By: Galadriel Billington

10:28AM Apr 8, 2004


Most horses are stronger on one side than the other--just like humans. With people, the preference for one side shows up in right-handedness or left-handedness. Most horses are "left-handed."

For a horse, a preference for one side means that he can bend in that direction more easily, his balance is better when turning in that direction, he finds it easier to pick up that lead in canter, and he is just generally better at EVERYthing on his preferred side.

A very strongly one-sided horse may not be able to flex *at all* in his "bad" direction. He may be unable to turn in a tight circle in his "bad" direction. He may not be able to pick up the "bad side" canter lead at all, or to keep the "bad" lead in a circle even if he can pick up the lead in the first place.

As riders, we really quite prefer our horses to be reasonably competent at most things we request of them--whether it's right or left. A strongly one-sided horse makes that difficult. Here's what you can do:
  • Stretch.
    The one-sided horse is stronger on his good side, which means that the muscles on that side are tighter. The weaker muscles, on the "bad" side, are looser. As a result, it's easier to bend toward the strong, tight muscles, and away from the looser, weaker muscles.

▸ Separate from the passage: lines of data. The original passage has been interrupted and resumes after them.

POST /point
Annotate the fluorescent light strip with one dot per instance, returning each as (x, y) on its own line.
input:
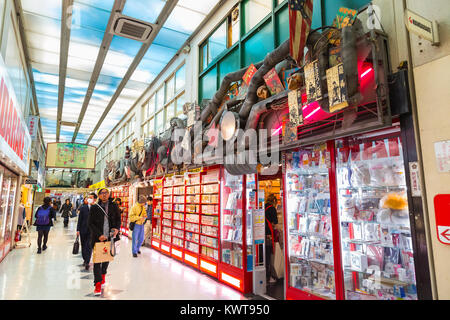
(190, 258)
(231, 280)
(309, 115)
(176, 252)
(208, 266)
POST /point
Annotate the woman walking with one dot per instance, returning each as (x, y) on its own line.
(44, 215)
(66, 210)
(138, 215)
(104, 218)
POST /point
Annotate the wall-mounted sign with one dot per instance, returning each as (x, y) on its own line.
(15, 141)
(442, 152)
(441, 210)
(424, 28)
(70, 155)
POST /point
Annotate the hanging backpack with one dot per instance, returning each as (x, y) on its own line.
(43, 217)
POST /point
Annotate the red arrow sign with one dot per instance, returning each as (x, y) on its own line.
(442, 214)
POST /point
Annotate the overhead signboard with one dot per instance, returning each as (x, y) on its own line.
(70, 155)
(441, 210)
(15, 140)
(424, 28)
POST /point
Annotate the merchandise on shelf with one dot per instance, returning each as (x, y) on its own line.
(377, 253)
(310, 245)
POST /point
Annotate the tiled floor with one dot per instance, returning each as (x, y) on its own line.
(58, 274)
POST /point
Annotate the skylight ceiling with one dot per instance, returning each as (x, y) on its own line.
(42, 24)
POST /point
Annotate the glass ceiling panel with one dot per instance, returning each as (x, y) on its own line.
(148, 10)
(48, 26)
(46, 8)
(170, 38)
(203, 6)
(184, 20)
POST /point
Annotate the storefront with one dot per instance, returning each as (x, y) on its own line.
(15, 145)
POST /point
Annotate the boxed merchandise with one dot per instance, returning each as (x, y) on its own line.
(358, 261)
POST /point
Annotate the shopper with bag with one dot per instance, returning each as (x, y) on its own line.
(83, 230)
(271, 222)
(43, 222)
(104, 219)
(138, 216)
(66, 210)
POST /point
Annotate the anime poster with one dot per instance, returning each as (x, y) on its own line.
(295, 108)
(273, 82)
(71, 155)
(312, 79)
(337, 90)
(249, 74)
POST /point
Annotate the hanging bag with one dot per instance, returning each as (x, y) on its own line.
(76, 246)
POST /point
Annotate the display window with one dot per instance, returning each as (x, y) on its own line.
(232, 215)
(377, 251)
(310, 255)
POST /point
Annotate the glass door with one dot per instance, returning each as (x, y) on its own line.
(232, 206)
(309, 224)
(377, 253)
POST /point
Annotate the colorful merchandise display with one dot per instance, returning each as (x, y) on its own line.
(348, 228)
(122, 192)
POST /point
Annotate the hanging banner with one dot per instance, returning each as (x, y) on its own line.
(33, 126)
(15, 140)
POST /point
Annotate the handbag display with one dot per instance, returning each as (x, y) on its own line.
(103, 252)
(76, 246)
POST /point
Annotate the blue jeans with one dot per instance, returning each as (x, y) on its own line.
(137, 237)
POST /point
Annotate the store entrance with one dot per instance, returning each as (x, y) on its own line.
(271, 185)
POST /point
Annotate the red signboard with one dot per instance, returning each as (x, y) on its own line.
(442, 212)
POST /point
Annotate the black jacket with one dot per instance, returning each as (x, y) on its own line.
(96, 218)
(66, 210)
(83, 216)
(52, 216)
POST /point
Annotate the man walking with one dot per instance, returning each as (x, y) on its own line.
(83, 230)
(104, 218)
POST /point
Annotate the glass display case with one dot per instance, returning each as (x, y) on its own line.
(310, 259)
(157, 211)
(376, 245)
(231, 211)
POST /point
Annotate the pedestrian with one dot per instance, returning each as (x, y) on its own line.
(55, 207)
(44, 215)
(104, 218)
(139, 216)
(271, 222)
(83, 230)
(149, 208)
(66, 210)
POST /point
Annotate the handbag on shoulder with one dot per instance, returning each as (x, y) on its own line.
(76, 246)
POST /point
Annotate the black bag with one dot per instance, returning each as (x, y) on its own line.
(76, 246)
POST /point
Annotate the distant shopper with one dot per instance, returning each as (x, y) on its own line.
(55, 207)
(149, 208)
(83, 230)
(44, 215)
(104, 218)
(139, 216)
(271, 221)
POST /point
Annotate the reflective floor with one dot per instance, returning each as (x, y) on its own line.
(57, 274)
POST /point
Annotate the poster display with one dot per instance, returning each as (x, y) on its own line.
(70, 155)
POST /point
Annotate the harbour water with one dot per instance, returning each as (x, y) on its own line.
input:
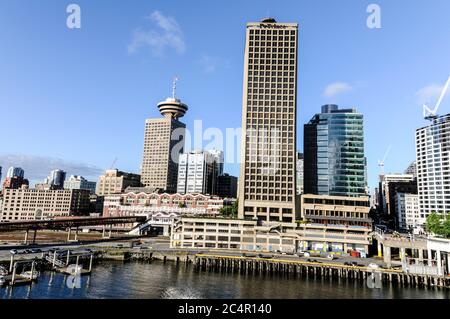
(156, 280)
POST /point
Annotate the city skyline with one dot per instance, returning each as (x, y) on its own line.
(359, 81)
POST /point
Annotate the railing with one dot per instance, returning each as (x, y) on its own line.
(57, 262)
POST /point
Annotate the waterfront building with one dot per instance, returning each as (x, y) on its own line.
(33, 204)
(389, 185)
(227, 186)
(198, 172)
(79, 182)
(226, 233)
(407, 209)
(331, 224)
(344, 222)
(163, 144)
(131, 203)
(15, 172)
(334, 162)
(267, 185)
(433, 167)
(56, 179)
(115, 182)
(299, 173)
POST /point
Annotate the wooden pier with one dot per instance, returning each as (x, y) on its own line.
(300, 268)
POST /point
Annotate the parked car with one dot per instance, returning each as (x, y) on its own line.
(373, 266)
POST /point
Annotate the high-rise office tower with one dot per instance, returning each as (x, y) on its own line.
(299, 173)
(267, 182)
(163, 143)
(15, 178)
(334, 153)
(15, 172)
(433, 167)
(56, 179)
(198, 172)
(79, 182)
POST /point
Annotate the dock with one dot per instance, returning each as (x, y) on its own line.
(307, 269)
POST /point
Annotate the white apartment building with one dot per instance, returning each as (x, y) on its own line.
(408, 211)
(433, 166)
(35, 204)
(198, 172)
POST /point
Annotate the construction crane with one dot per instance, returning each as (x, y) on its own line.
(381, 162)
(429, 114)
(113, 163)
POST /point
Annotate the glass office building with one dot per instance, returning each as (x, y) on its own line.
(334, 162)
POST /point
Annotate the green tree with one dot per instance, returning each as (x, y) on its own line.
(230, 210)
(446, 226)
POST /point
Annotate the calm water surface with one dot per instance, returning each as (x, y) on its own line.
(158, 280)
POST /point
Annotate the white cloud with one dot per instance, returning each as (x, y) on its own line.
(429, 95)
(336, 88)
(166, 34)
(37, 168)
(211, 64)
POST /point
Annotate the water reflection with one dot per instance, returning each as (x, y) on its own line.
(170, 281)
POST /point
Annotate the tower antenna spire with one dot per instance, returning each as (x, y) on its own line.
(174, 87)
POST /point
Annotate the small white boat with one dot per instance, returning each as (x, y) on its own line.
(73, 269)
(29, 275)
(3, 271)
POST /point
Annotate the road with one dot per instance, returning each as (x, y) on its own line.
(162, 244)
(156, 243)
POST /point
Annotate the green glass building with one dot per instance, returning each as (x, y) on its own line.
(334, 162)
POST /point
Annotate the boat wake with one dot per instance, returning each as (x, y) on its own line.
(180, 293)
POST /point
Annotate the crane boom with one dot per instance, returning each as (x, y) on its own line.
(430, 114)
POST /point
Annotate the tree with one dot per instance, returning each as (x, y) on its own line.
(438, 224)
(446, 227)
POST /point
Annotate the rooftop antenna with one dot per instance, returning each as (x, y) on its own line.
(432, 114)
(381, 163)
(113, 163)
(174, 87)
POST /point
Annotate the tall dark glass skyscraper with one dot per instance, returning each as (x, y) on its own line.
(334, 162)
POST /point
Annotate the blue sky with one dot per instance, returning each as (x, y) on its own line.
(79, 98)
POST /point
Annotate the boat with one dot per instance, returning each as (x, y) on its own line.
(30, 275)
(3, 271)
(74, 269)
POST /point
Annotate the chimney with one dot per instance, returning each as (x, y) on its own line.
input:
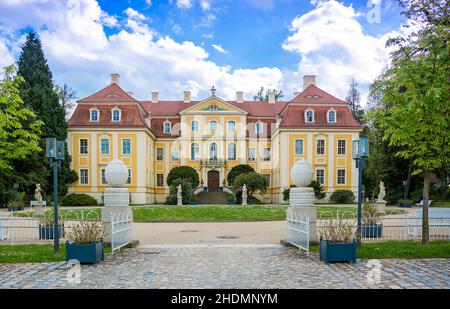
(272, 97)
(115, 78)
(187, 96)
(239, 96)
(155, 95)
(309, 80)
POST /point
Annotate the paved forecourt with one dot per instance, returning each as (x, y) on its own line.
(227, 266)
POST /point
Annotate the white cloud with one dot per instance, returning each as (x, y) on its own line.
(332, 44)
(184, 4)
(219, 48)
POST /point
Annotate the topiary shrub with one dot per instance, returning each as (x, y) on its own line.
(186, 192)
(75, 199)
(342, 197)
(183, 172)
(238, 170)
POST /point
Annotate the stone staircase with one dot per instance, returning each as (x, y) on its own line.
(212, 198)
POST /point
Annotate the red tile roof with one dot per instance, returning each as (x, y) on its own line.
(109, 94)
(132, 115)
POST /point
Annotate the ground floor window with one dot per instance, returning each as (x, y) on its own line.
(320, 176)
(341, 177)
(160, 180)
(84, 176)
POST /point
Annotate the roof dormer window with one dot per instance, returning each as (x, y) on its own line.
(167, 127)
(116, 114)
(331, 116)
(309, 116)
(94, 115)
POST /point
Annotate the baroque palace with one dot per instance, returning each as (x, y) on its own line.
(211, 135)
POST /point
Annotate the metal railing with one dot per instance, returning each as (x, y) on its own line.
(121, 229)
(297, 229)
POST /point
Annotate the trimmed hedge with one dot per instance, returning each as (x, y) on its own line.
(81, 199)
(342, 197)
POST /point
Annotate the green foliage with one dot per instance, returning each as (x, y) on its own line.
(238, 170)
(342, 197)
(75, 199)
(253, 181)
(184, 172)
(186, 191)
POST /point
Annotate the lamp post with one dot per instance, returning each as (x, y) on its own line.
(360, 153)
(54, 150)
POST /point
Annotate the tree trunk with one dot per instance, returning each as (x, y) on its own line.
(426, 192)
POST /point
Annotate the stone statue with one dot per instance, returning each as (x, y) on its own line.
(382, 193)
(244, 195)
(37, 193)
(179, 196)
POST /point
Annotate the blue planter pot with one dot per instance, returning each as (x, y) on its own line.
(371, 231)
(85, 253)
(47, 232)
(337, 252)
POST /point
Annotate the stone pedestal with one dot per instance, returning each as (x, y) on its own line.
(381, 206)
(116, 200)
(301, 200)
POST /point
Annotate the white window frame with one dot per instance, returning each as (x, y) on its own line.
(306, 115)
(164, 127)
(112, 114)
(328, 115)
(259, 127)
(229, 127)
(131, 147)
(90, 114)
(234, 158)
(101, 146)
(337, 177)
(295, 147)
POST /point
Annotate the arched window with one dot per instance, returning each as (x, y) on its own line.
(194, 126)
(94, 115)
(309, 116)
(231, 126)
(195, 152)
(331, 117)
(116, 114)
(231, 151)
(167, 127)
(213, 126)
(213, 151)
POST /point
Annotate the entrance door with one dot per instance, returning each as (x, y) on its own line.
(213, 181)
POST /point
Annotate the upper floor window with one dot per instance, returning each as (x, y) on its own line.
(232, 151)
(259, 127)
(83, 146)
(341, 147)
(167, 127)
(104, 146)
(94, 115)
(116, 114)
(320, 147)
(195, 152)
(213, 126)
(194, 126)
(331, 116)
(231, 126)
(298, 151)
(126, 146)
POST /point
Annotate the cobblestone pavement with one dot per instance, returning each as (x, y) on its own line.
(227, 267)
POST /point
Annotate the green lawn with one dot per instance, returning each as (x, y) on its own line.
(35, 253)
(401, 249)
(212, 213)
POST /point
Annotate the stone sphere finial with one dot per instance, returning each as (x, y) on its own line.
(116, 173)
(301, 173)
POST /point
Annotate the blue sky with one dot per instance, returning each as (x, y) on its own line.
(173, 45)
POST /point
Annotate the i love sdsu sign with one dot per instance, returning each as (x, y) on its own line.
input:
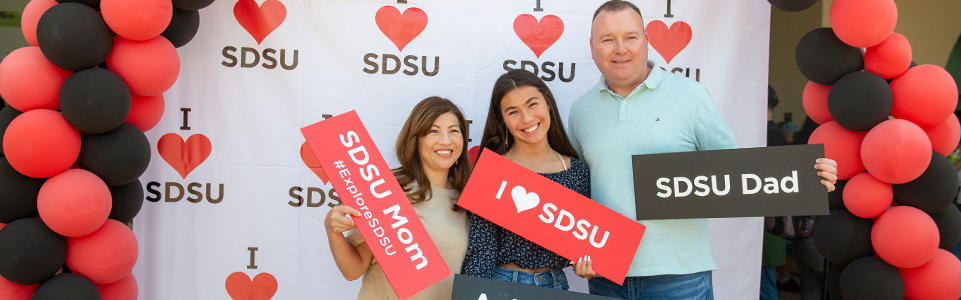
(237, 200)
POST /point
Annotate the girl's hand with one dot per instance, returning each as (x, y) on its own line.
(338, 222)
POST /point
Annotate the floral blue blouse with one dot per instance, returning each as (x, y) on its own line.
(491, 246)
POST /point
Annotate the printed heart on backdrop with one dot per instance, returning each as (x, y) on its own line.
(669, 41)
(524, 200)
(261, 20)
(401, 28)
(311, 161)
(184, 156)
(538, 35)
(240, 287)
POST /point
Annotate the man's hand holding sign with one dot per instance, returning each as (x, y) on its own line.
(381, 210)
(550, 215)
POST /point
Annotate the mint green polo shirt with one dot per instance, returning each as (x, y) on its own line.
(666, 113)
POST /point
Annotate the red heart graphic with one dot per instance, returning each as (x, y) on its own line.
(669, 41)
(261, 20)
(184, 157)
(240, 287)
(538, 35)
(401, 28)
(311, 161)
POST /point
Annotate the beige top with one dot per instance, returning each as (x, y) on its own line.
(447, 228)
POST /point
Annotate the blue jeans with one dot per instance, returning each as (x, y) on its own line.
(697, 286)
(769, 283)
(553, 278)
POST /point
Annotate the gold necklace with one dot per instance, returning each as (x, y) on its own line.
(538, 166)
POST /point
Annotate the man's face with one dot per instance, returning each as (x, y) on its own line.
(619, 48)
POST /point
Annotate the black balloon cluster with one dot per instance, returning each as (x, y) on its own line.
(73, 143)
(889, 125)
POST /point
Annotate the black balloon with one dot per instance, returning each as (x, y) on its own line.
(127, 201)
(842, 237)
(67, 286)
(18, 198)
(870, 278)
(183, 26)
(949, 226)
(792, 5)
(834, 281)
(835, 199)
(30, 252)
(95, 4)
(860, 100)
(118, 157)
(933, 190)
(823, 58)
(191, 4)
(95, 100)
(74, 36)
(7, 114)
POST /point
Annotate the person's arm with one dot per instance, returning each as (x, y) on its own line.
(351, 260)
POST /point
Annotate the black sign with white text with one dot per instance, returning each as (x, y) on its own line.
(754, 182)
(477, 288)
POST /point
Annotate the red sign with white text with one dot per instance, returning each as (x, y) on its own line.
(551, 215)
(389, 224)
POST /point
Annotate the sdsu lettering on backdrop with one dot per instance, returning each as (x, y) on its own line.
(259, 22)
(539, 36)
(401, 29)
(184, 157)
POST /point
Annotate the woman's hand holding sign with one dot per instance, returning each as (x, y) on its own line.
(337, 220)
(828, 169)
(583, 268)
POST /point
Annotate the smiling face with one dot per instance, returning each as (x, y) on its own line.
(619, 49)
(442, 145)
(526, 115)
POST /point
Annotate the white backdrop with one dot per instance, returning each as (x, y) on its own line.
(251, 114)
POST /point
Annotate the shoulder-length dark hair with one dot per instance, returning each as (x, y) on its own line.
(411, 169)
(498, 138)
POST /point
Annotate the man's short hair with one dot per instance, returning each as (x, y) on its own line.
(615, 6)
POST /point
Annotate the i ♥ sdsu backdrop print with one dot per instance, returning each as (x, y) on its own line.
(236, 202)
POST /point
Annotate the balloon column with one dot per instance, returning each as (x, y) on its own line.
(80, 98)
(889, 125)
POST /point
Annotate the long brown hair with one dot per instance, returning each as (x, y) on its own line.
(411, 169)
(498, 138)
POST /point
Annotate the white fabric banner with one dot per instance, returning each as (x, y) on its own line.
(237, 200)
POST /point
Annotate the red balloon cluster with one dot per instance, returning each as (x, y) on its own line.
(73, 203)
(896, 152)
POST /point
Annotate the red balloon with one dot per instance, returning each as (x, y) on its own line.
(863, 23)
(137, 20)
(937, 279)
(866, 196)
(925, 95)
(123, 289)
(905, 237)
(30, 18)
(945, 136)
(841, 145)
(889, 58)
(106, 255)
(13, 291)
(145, 111)
(896, 151)
(74, 203)
(148, 67)
(29, 81)
(41, 143)
(815, 100)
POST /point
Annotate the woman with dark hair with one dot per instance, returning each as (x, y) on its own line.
(524, 125)
(433, 172)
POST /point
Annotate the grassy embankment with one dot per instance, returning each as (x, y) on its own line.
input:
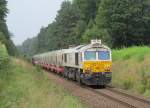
(131, 69)
(24, 86)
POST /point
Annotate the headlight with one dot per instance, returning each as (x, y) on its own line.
(87, 70)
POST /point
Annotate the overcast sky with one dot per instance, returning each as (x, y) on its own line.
(26, 17)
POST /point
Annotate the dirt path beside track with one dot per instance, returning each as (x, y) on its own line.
(86, 96)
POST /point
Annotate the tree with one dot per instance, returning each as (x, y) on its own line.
(126, 21)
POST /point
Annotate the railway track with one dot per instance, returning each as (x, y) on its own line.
(122, 98)
(119, 98)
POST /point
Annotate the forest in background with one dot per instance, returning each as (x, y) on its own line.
(118, 23)
(5, 35)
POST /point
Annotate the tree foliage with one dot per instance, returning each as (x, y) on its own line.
(119, 23)
(4, 33)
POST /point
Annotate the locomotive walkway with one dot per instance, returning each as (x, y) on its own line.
(101, 98)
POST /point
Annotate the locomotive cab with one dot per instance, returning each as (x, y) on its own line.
(97, 64)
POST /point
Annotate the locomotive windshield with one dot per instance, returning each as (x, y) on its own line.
(90, 55)
(103, 55)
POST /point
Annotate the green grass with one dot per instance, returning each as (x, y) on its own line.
(3, 55)
(24, 86)
(131, 69)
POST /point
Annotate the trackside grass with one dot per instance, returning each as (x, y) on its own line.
(24, 86)
(131, 69)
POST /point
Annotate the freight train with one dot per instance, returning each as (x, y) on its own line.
(89, 64)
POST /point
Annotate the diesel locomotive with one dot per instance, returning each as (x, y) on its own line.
(89, 64)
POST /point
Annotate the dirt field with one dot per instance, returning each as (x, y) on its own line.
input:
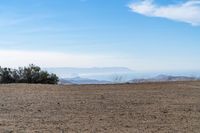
(140, 108)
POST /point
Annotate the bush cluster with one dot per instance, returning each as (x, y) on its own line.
(31, 74)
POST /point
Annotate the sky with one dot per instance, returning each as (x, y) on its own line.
(147, 35)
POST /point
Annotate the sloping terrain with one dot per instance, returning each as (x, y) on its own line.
(133, 108)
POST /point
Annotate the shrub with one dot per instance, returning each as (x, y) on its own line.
(30, 74)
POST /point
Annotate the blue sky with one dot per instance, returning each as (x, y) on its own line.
(149, 35)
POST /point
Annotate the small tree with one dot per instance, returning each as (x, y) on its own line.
(30, 74)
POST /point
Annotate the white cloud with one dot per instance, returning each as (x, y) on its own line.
(188, 12)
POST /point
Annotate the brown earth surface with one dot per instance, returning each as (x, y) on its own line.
(130, 108)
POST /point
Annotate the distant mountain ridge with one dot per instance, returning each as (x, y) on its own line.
(99, 73)
(79, 80)
(165, 78)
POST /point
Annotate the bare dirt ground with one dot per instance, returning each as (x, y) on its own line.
(141, 108)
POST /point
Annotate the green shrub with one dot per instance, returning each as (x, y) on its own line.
(31, 74)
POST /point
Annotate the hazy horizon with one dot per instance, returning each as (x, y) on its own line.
(144, 36)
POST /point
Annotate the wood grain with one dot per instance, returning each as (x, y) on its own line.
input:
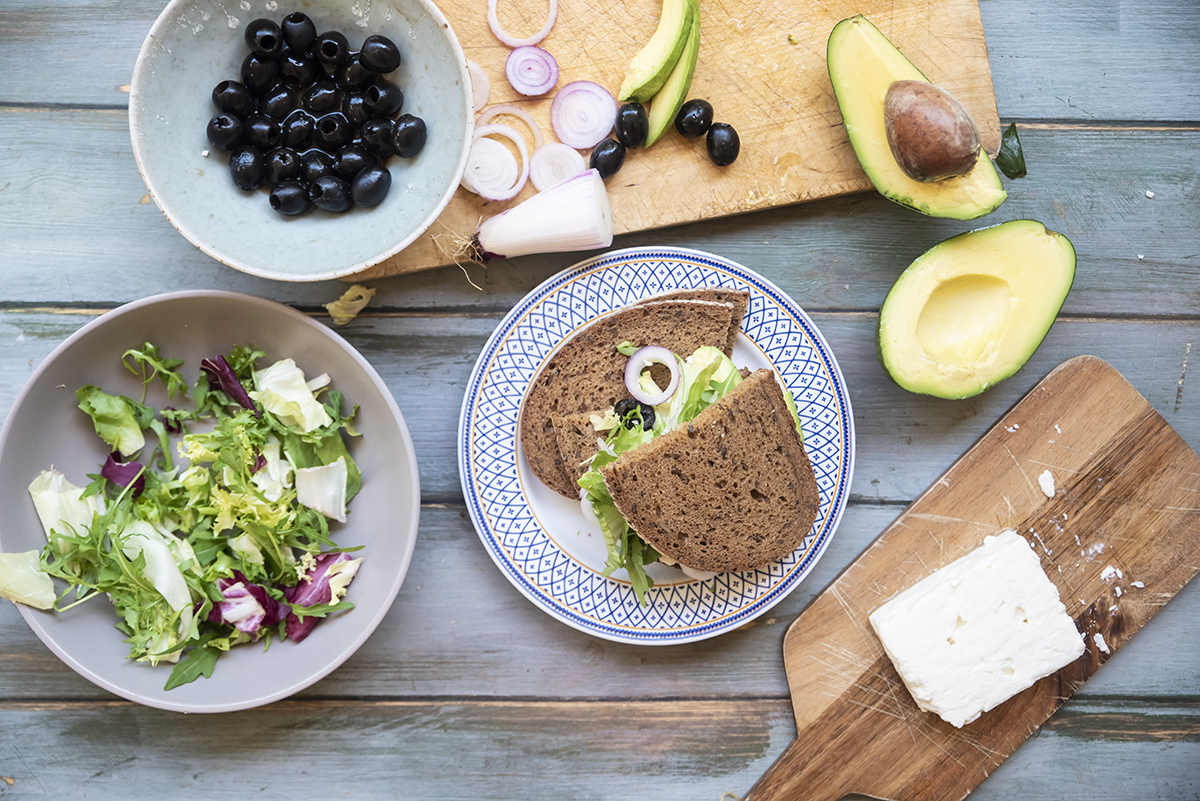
(1120, 537)
(775, 92)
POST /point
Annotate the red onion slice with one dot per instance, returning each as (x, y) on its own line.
(480, 86)
(517, 112)
(643, 359)
(493, 22)
(532, 71)
(582, 114)
(553, 163)
(489, 173)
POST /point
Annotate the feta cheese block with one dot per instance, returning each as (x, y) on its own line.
(978, 631)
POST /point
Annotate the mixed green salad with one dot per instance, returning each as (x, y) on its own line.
(228, 544)
(705, 377)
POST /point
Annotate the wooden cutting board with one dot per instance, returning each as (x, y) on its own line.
(1120, 537)
(762, 65)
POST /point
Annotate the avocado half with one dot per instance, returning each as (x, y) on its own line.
(862, 65)
(971, 311)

    Stretching will help tone both sides. When you ask the horse to stretch those muscles, you help to tighten the loose ones and to loosen the tight ones.
  • Exercise:
    If your horse's strength or balance to one side is questionable, then he needs to work on that side. It can be helpful if he has a chance to build up his balance/strength without a rider. Lunging helps a great deal. The horse can feel his own way, and not have to worry about the additional balance of his passenger. If you're not very familiar with lunging, you may wish to visit my article on lunging.

    At first, you will be asking something that the horse is specifically bad at doing. That's the whole idea, after all, to help him learn and develop by practicing. Remember not to ask too much at once. Since he's not good at it, he'll be using muscles in ways he's not used to; he will get sore very quickly. So make sure that you start slowly, you ask for short sessions, and you give frequent breaks.
    For example, if your horse is really bad at cantering to the right, then you will want to lunge him to the right.
    • Make sure you warm up well at walk and trot and that you have asked him to go both right and left.
    • Now ask for a right canter.
      If he strikes off on a left canter, you may need to stop him and ask for the right lead. He may be able to change to the right lead on his own. Changing leads is not as desirable as striking off on the correct lead, but for now, take what your horse offers. As he gets more sure of himself, he will more reliably strike off on the correct lead.
    • Let him go around once, twice, three times. Then ask him to trot again. If he starts breathing very heavily or looks like he is getting tired, ask him to trot earlier.
    • Give him a short rest; you may have him walk, or or you may ask him to walk, trot, or canter in the other direction. Whatever you do, give him a few minutes where he's *not* cantering to the right.
    • Ask for the right canter again, and have him circle two or three times. Then slow again, and then give him another break.
    • You can use about three short spurts at first, then either work him in four short sessions or three slightly longer sessions. As he gets more sure of himself, you will be able to gradually extend the sessions...until finally you see little difference between the right and the left.

    As with all lunging, remember that circles are hard on the horse's joints, and he should not ever have to really *work* on the line for more than about half an hour at a time.


In everything you do, be sure not to focus on one side. If you over-do it on one side, you can make the horse one-sided again...in the other direction. If you stretch and strengthen both sides equally, they will eventually even out.